Specifically, the use of two seemingly magic numbers (which, btw, don't change between compiles) seems mystifying. Furthermore, I guess you call these "random" but not in spirit of the rand()
, no?
sum(): # @sum()
push rax
xor edi, edi
call time
mov edi, eax
call srand
call rand
cdqe
imul rcx, rax, 1717986919. # <<<< magic number
mov rdx, rcx
shr rdx, 63
sar rcx, 34
add ecx, edx
add ecx, ecx
lea ecx, [rcx + 4*rcx]
mov edx, eax
sub edx, ecx
neg ecx
add eax, ecx
add eax, 16
lea rcx, [rax - 1]
movabs rsi, 8589934590 # <<< magic number
add rsi, rax
imul rsi, rcx
shr rsi
lea eax, [rsi + rdx]
add eax, 15
pop rcx
ret
For posterity, gcc produced the following
sum():
sub rsp, 8
xor edi, edi
call time
mov rdi, rax
call srand
call rand
mov esi, 1
movsx rdx, eax
mov ecx, eax
imul rdx, rdx, 1717986919
sar ecx, 31
sar rdx, 34
sub edx, ecx
lea ecx, [rdx+rdx*4]
add ecx, ecx
sub eax, ecx
mov edx, eax
add eax, 16
movsx rcx, eax
cmp edx, -16
cmovne rsi, rcx
cmp eax, 18
jbe .L6
mov rdx, rsi
movdqa xmm1, XMMWORD PTR .LC0[rip]
pxor xmm0, xmm0
xor eax, eax
movdqa xmm3, XMMWORD PTR .LC1[rip]
shr rdx, 2
.L3:
movdqa xmm2, xmm1
add eax, 1
paddd xmm1, xmm3
paddd xmm0, xmm2
cmp eax, edx
jne .L3
movdqa xmm1, xmm0
mov rdi, rsi
psrldq xmm1, 8
and rdi, -4
paddd xmm0, xmm1
movsx rdx, edi
movdqa xmm1, xmm0
psrldq xmm1, 4
paddd xmm0, xmm1
movd eax, xmm0
cmp rsi, rdi
je .L1
.L5:
add eax, edx
add rdx, 1
cmp rcx, rdx
ja .L5
.L1:
add rsp, 8
ret
.L6:
xor edx, edx
xor eax, eax
jmp .L5
.LC0:
.long 0
.long 1
.long 2
.long 3
.LC1:
.long 4
.long 4
.long 4
.long 4
Upvotes: 3
Views: 598
Reputation: 133919
The code does call rand
, which is sufficient.
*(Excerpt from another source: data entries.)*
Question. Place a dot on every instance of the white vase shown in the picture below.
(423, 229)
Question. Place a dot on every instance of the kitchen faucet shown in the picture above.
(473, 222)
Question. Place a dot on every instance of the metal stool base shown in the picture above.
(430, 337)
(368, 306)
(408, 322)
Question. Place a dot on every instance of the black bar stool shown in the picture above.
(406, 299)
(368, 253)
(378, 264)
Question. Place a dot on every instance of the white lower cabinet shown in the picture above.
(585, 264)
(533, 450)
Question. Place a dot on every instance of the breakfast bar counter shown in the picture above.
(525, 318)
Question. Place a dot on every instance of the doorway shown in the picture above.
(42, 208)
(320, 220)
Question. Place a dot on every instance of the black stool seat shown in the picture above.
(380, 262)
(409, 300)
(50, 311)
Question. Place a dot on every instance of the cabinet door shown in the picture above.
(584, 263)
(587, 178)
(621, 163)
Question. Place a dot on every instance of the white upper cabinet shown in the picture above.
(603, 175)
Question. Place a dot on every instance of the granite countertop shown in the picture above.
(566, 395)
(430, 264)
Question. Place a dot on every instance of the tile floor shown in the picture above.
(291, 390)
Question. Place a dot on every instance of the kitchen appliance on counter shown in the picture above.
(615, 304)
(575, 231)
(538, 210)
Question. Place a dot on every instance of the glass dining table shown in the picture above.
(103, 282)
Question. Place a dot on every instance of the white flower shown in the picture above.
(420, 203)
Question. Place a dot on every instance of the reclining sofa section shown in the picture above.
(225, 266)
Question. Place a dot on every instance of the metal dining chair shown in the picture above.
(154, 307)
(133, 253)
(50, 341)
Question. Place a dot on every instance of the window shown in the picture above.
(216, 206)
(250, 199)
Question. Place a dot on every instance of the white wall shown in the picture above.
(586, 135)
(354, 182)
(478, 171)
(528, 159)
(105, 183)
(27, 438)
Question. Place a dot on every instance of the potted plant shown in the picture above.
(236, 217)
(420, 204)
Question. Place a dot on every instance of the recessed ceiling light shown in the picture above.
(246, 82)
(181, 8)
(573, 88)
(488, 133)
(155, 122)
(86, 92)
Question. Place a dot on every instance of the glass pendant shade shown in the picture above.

The return value will be held in the rax register. If you **divide 2³² by 1717986919 you get 2.499999999126885 which is quite close to 10 / 4... the constant is used, with shifts, to calculate the % 10
without having to use the expensive idiv
opcode.
After that, the result is just a sum of first n terms of arithmetic series for 1 + 2 + 3 ... + n, i.e. n(n + 1) / 2. The second magic number is related to this calculation.
Upvotes: 2